3 08 2010

Czeslaw Milosz was an author I was forcibly introduced to in Berkeley back in 2006.  I was distracted at the time by the usual things, and when the deadline came for reading his Visions of San Francisco Bay, I must admit I did him far less than justice.  However, I’ve decided to redeem that summer, so I bought one of his books.  In it, I read what instantly become one of my favorite pieces ever:

To get up in the morning and go to work, to be bound to people by the ties of love, friendship, or opposition — and all the time to realize that it was only meanwhile and make-believe.  For in him hope only was permanent and real, so strong that he was impatient with living.  He was to catch now, in a minute — to catch what?  A magic formula which contains all the truth about existence.  He would brush his teeth and it was just there, he would take a shower and practically pronounce it, had he not taken a bus, it would have revealed itself, and so on all day long.  Waking up at night, he felt he was working his way toward it through a thin curtain, but then, in that striving, he would fall asleep.

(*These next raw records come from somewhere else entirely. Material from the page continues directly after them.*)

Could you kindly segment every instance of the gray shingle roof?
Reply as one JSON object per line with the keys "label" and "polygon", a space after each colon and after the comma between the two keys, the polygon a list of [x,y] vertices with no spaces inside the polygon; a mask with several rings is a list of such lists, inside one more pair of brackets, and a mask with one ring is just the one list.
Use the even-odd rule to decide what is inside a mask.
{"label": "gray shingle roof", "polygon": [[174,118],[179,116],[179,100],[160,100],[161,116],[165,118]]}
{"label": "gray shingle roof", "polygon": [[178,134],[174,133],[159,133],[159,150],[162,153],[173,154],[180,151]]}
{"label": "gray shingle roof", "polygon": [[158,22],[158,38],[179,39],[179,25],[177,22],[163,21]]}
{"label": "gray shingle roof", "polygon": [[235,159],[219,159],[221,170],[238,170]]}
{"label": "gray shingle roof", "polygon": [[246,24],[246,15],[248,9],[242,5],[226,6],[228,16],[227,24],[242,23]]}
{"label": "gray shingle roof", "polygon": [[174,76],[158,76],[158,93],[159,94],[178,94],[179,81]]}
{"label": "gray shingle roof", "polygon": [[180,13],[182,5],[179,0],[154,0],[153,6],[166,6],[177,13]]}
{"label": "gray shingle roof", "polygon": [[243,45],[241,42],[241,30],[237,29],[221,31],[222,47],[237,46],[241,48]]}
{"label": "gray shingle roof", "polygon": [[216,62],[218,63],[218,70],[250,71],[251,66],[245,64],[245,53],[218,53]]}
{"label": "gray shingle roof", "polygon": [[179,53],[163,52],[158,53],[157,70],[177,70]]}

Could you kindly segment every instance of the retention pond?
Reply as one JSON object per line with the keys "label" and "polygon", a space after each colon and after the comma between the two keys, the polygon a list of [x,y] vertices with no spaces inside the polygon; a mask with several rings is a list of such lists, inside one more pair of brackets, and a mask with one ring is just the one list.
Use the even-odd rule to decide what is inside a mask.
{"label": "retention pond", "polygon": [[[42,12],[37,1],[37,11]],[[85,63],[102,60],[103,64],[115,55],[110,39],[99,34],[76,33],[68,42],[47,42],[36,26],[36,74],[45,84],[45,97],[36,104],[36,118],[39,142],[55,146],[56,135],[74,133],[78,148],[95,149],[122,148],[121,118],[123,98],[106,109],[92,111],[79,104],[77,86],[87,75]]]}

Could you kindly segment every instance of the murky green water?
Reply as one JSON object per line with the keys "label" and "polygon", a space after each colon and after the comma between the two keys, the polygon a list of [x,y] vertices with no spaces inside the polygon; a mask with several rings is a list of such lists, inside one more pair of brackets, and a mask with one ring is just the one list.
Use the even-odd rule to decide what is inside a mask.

He did not regard kindly this affliction of his.  He agreed with the opinion that he should be here — entirely present, in a given place and moment, attentive to the needs of those who were close to him and fulfilling their expectations.  To think that they were just for meanwhile and that he practiced with them a make-believe was to harm them, yet he was unable to renounce the thought that, really, he had no time for life with them.